Покинут в пустыне младенец бродил,
Но гений-хранитель незримо с ним был,
говорил, поглаживая по головке ребенка, Пизонский.
Гений-хранитель Малвошки, на все дни раннего детства ребенка, воплотился для него в лохматую фигуру Кинжалки. Лохматый пес, отыскав этого ребенка в картофелях, счел своею обязанностью не отходить от него и на целую жизнь. Пока мальчик был на рожке и проживал в лубочной коробке, Кинжалка все вертелся около этой коробки и по целым часам сидел над нею, насторожив уши и не сводя своих изумленных глаз с прихотливых движений дитяти. Он водил головою по направлениям, в которых дитя расправляло свои ножки и ручки. Забавлял его своим лаем и смешил трясущимися длинными ушами.

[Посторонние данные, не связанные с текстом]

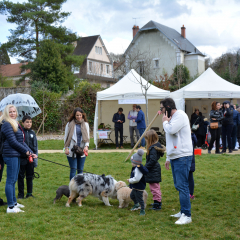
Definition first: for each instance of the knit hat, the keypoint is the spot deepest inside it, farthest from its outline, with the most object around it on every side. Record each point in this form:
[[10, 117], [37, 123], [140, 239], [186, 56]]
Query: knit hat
[[137, 157]]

Высадил, наконец, Пизонский Малвошку из коробки. Это было назад тому семь лет, в очень погожее утро весною. Бакша только что была вспахана и поделена на гряды. Солнышко тепло грело разнеженную, рыхлую землю; большие черные птицы с криком ходили в развал по мягкому бархату пашни и доставали толстыми клювами сытых червей; босоногие бабы с загорелыми икрами и высоко подоткнутыми разноцветными юбками держали в руках расписные деревянные чашечки с семенами и с веселыми песнями садили на грядах всякую всячину. Сам Пизонский босиком, в коротких, поднятых за колено холщовых штанишках и нанковой куртке со множеством тесмных завязок вместо пуговиц стоял на утлой лесенке, приставленной к довольно высокому рассаднику, утвержденному на четырех липовых столбиках. Пизонский был с непокрытою головой и держал в левой руке большую деревянную чашу, полную мокрых семян капустной рассады. В эту чашу он время от времени опускал три перста своей правой руки, брал ими жменьку зерен и погружал их в землю. От ямочек, что образовали угублявшиеся в просеянную землю пальцы Пизонского, вырисовывался крест, и погружение каждого из этих зернышек сопровождалось тихим словом, которое благоговейно шептали синие губы старогородского Робинзона. Все слова эти, падавшие в землю вместе с зерном будущего овоща, в общем сочетании выражали своеобразную молитву. Пизонский говорил громко: «Благослови… Господи… на всякое… время… на всякую… долю… на хотящего… на просящего… на проходящего… на произволящего… на всякую… душу… живую… аминь…».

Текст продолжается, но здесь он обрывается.